“Master, are you mad at me?”
He looked up from the frying sausage in the skillet. “Why would I be mad at you?”
She shrugged. “You seem different.”
He laughed, but it wasn't the laugh you heard after a joke.
He put the sausages and eggs on two plates with forks and carried them to the table, then he poured two glasses of milk and brought them over as well.
“Sit and eat,” he said.
Claire sat. Usually he fed her. Sure she could feed herself, but there was an intimacy in that shared act between them. He was mad at her. She felt the tears start to slip down her cheeks.
Ari sighed. “I'm not mad at you. This isn't about you. It's about him. I've been thinking about it for a while, and I've decided to kill him.” The deadly look in Ari's eyes left no doubt that he was serious. He intended to take a life. This wasn't a bluff.
“Him?” she asked. But she knew. She felt both elated and terrified by this idea. What if Ari wasn't the one who walked away from the confrontation? What if that man did? What if...?
“Do you remember where he kept you?”
She considered lying. It had been nearly four years, after all. It would be reasonable to forget the way.
“Claire?”
“Yes, Master. I remember.”
“Good. You will write down the directions.”
“I-I don't know it that way. I know it if I go. I have to see things to remember how to get places I've only been to once or twice.” She'd never been good at mentally retracing her steps to find things. She had to physically retrace them.
“You're not fucking going,” he growled.
She jumped at his tone, but pressed on. “Anyway, he's long gone by now.”
“I know that. But he probably didn't put the house up for sale, being a killer and all. He may have left behind evidence or some identifying information that might help me hunt the motherfucker down.”
“If you're going, I'm going,” Claire said. Her breath stuck in her throat. She hadn't openly defied him in... well not ever. And she definitely didn't want to start acting like Holly. But she couldn't stand the idea of being locked in this house and him out there hunting that man. What if Ari never came back? She might die in this house. Or what if he took Ari's wallet, found the house, and somehow got in? She chanced a glance up to find Ari staring at her. She couldn't read his expression.
“Fine,” he said.
They were silent the rest of the way through breakfast. After breakfast, while Ari cleaned the kitchen, Claire went to their now-shared walk-in closet and put on a pair of jeans, a T-shirt, a lightweight jacket, and boots. Her brand was still sore, but the jeans weren't painful.
As soon as the brand had healed enough she'd spent half an hour staring at it in the full-length mirror of the walk-in closet, trying to decide how she felt about this thing that marked her as belonging to Ari forever. She wasn't supposed to want that mark on her flesh. It wasn't as though he'd asked her if she wanted it. He'd merely explained—as gently as possible—what he'd planned to do. He'd never even pretended she had a choice. And yet, she did want it.

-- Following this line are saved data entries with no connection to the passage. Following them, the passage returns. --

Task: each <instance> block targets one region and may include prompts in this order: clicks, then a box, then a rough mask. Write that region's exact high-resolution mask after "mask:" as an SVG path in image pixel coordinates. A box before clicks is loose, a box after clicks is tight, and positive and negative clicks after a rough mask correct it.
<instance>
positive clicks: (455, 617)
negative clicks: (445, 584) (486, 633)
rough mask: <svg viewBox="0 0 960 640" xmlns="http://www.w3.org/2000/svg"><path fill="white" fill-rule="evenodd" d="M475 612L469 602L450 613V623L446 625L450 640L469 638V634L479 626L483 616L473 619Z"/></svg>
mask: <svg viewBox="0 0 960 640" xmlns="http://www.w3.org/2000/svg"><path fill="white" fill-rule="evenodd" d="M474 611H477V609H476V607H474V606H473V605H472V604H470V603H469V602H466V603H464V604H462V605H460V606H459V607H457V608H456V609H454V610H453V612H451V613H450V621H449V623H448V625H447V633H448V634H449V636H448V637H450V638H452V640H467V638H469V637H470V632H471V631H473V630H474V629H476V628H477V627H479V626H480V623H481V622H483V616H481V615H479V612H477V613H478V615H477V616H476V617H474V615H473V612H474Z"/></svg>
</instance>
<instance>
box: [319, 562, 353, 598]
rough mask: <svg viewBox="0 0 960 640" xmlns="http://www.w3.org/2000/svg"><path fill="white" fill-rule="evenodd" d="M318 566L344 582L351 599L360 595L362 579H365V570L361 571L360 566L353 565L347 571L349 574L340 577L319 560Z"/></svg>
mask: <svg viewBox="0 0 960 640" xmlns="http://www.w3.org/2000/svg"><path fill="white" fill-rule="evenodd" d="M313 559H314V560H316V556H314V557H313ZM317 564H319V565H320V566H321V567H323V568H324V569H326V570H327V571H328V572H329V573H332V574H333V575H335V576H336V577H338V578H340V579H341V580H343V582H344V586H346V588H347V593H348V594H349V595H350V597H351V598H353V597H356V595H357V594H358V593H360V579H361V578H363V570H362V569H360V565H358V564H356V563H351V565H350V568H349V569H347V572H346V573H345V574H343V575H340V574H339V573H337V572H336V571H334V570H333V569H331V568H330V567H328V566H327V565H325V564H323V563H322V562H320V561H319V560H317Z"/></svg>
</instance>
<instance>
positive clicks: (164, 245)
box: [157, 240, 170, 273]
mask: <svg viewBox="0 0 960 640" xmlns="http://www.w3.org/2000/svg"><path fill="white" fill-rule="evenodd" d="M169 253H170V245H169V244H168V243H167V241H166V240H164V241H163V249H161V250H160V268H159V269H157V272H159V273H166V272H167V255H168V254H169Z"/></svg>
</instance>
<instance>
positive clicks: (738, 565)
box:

“Are you ready?” Ari asked, standing in the doorway, the agitated energy still rolling off him. She glanced down to find a gun holstered at his hip. Her gaze rose quickly to his.
“Just in case,” he said.
She followed him out to the garage. They passed her silver Lexus on the way to one of his cars. He unlocked the door on a nondescript black sedan which somehow looked more conspicuous than if they'd just taken the red sports car. She got in and they pulled out of the driveway.
The drive was long. Neither of them spoke except for her giving him directions as each turn and stretch of road jogged her memory. The journey took them through the city, then out to the other side, through suburban neighborhoods, and out into a somewhat more rural area where the houses were farther apart and many were abandoned, as if people had just forgotten this area existed—or no longer cared that it did.
Finally they pulled up to a dilapidated green farmhouse. Ari put on some black gloves and got out of the car. Claire was right on his heels, her breathing going shallow from anxiety even before they reached the door.
Stones were falling out of the columns, and the rotting wood of the porch creaked when they walked over it. A raccoon scurried out from under the planks and darted across the field. There was an old rusted orange truck off to the side of the house.
Was that his truck? Claire couldn't remember. She'd been unconscious for the trip to his house. She shuddered trying to block out the memories as they slithered to the surface of her mind.
“I-I think he might still be here,” Claire said, backing away. “L-let's go.”